Vingança pode até começar como um plano elegante, mas quase sempre termina como uma fuga desesperada. Em “Pixie”, Olivia Cooke assume o controle da história com uma energia afiada e um sorriso que mistura cálculo e impaciência. Sua personagem, Pixie Hardy, acredita que um assalto bem executado resolverá duas coisas de uma vez: vingará a morte da mãe e financiará sua saída definitiva da pequena cidade irlandesa onde todo mundo sabe demais sobre a vida dos outros. O problema é que o golpe dá errado, e o erro não é pequeno, ele chama a atenção de gente perigosa, inclusive do padre McGrath, interpretado por Alec Baldwin, líder de uma organização criminosa que funciona com disciplina quase empresarial.

A partir daí, o filme troca o plano milimetricamente pensado por uma corrida improvisada pelas estradas da Irlanda. Pixie é forçada a se unir a dois sujeitos que já cruzaram seu caminho antes: Harland, vivido por Rory Fleck Byrne, e Frank, interpretado por Fra Fee. Eles são leais, mas não exatamente brilhantes sob pressão. A graça do filme nasce dessa combinação instável: uma protagonista prática e decidida tentando conduzir dois parceiros que falam demais, discutem no pior momento possível e complicam o que já estava complicado. A comédia surge do contraste entre o perigo real e a falta de preparo emocional da dupla, e funciona porque os diálogos têm ritmo e ironia.

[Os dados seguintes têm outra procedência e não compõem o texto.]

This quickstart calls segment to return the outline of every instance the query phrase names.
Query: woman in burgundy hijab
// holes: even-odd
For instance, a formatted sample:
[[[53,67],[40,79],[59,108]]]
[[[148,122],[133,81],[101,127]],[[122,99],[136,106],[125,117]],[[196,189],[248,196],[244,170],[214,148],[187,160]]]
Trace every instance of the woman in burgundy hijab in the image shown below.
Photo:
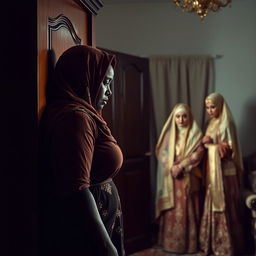
[[[74,46],[59,58],[40,124],[41,253],[124,256],[112,178],[123,156],[101,111],[115,57]]]

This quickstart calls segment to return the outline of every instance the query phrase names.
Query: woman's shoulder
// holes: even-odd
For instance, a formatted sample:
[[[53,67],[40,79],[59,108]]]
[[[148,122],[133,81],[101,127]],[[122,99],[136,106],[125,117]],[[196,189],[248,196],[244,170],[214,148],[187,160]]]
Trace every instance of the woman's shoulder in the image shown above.
[[[62,129],[66,127],[69,130],[97,130],[95,120],[90,113],[84,109],[72,109],[64,112],[57,121],[57,126],[62,127]]]
[[[96,129],[97,123],[91,113],[85,109],[75,109],[71,111],[70,118],[81,125],[90,125]]]

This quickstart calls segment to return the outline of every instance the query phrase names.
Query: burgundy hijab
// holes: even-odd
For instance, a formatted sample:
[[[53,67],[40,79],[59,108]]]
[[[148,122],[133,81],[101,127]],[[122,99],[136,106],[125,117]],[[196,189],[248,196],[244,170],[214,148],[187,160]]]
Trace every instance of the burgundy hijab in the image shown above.
[[[67,111],[84,109],[99,128],[107,136],[110,135],[101,111],[94,108],[110,64],[115,67],[114,55],[90,46],[79,45],[66,50],[56,63],[55,81],[50,88],[49,104],[46,107],[47,123],[53,124]]]

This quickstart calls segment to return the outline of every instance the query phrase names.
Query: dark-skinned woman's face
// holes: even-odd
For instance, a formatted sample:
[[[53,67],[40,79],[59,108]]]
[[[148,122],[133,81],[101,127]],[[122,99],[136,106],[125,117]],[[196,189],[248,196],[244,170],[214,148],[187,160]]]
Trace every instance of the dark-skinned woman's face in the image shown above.
[[[114,78],[114,69],[109,65],[106,75],[102,83],[100,84],[100,91],[96,100],[96,110],[102,110],[104,106],[108,103],[112,91],[110,89],[110,84]]]

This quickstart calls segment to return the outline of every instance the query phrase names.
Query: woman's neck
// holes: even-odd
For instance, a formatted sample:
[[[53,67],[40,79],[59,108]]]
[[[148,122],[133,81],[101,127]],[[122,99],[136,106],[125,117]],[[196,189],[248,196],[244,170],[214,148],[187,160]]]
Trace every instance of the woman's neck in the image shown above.
[[[178,133],[184,133],[186,131],[186,127],[177,126]]]

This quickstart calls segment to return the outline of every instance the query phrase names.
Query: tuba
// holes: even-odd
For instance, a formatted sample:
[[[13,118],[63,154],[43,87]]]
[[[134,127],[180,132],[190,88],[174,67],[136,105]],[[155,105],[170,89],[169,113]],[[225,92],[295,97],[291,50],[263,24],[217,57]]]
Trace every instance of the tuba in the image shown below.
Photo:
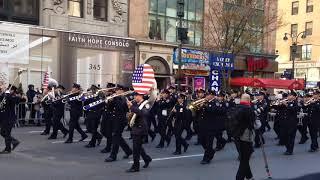
[[[194,115],[196,111],[200,110],[207,102],[208,100],[206,98],[195,100],[189,104],[188,109]]]

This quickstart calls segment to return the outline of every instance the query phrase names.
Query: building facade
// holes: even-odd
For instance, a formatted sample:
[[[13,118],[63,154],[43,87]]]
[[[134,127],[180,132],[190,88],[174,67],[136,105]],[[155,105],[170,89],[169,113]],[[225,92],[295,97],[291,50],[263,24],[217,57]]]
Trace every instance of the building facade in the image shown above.
[[[278,11],[283,14],[285,25],[277,31],[276,50],[279,54],[279,72],[292,69],[295,59],[295,78],[306,79],[307,87],[315,87],[320,81],[319,25],[320,2],[313,0],[279,0]],[[303,32],[306,37],[302,38]],[[284,40],[288,33],[288,40]],[[292,44],[297,37],[296,52]],[[292,38],[293,41],[292,41]]]
[[[188,28],[187,44],[182,50],[182,78],[177,76],[177,0],[131,0],[129,3],[129,37],[135,38],[136,62],[150,63],[156,69],[156,78],[160,88],[176,84],[181,78],[182,86],[191,89],[208,88],[210,66],[209,54],[215,49],[205,48],[204,27],[208,21],[210,0],[185,0],[182,26]],[[222,2],[222,1],[221,1]],[[240,1],[239,1],[240,2]],[[245,1],[242,1],[245,2]],[[235,2],[229,4],[237,5]],[[272,4],[273,10],[276,4]],[[269,6],[270,7],[270,6]],[[269,9],[262,8],[268,15]],[[240,53],[235,59],[235,71],[232,76],[274,77],[278,71],[275,62],[275,33],[261,41],[259,51]],[[254,68],[248,73],[251,59],[267,61],[263,67]],[[149,62],[151,61],[151,62]]]
[[[41,88],[45,72],[66,87],[129,82],[135,41],[127,38],[127,0],[0,0],[0,20],[7,83],[19,69],[24,89]]]

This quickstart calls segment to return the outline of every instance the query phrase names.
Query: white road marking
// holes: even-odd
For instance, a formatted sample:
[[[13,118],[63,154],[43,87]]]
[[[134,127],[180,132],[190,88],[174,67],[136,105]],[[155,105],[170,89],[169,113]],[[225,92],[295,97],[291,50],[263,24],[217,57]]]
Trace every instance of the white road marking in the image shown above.
[[[203,156],[203,154],[193,154],[188,156],[172,156],[172,157],[165,157],[165,158],[156,158],[156,159],[152,159],[152,161],[164,161],[164,160],[183,159],[183,158],[201,157],[201,156]],[[143,160],[140,160],[140,162],[143,162]],[[130,161],[128,163],[132,164],[133,161]]]
[[[42,133],[43,131],[29,131],[29,134],[37,134],[37,133]]]

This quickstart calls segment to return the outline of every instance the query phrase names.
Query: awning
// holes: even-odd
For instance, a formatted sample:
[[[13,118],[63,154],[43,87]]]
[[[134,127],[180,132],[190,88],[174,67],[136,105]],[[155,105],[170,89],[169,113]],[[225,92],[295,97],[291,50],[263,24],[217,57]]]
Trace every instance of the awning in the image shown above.
[[[304,80],[281,80],[263,78],[233,78],[231,86],[249,86],[276,89],[304,89]]]

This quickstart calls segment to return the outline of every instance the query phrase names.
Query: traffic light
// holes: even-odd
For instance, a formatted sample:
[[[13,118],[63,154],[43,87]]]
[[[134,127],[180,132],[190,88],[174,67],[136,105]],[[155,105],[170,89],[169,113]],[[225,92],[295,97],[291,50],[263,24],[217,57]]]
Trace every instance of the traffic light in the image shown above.
[[[189,41],[188,28],[178,28],[178,39],[183,43],[187,44]]]
[[[177,1],[177,16],[180,18],[184,17],[184,0]]]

Olivia Cooke segura o filme com naturalidade. Sua Pixie não é caricatura de “garota durona”; ela calcula, perde a paciência, respira fundo e segue em frente. Há sempre algo em jogo quando ela toma uma decisão, e a atriz consegue equilibrar frieza e vulnerabilidade sem transformar a personagem em símbolo de nada. Ela quer sair dali. Só isso já basta para entendermos cada escolha.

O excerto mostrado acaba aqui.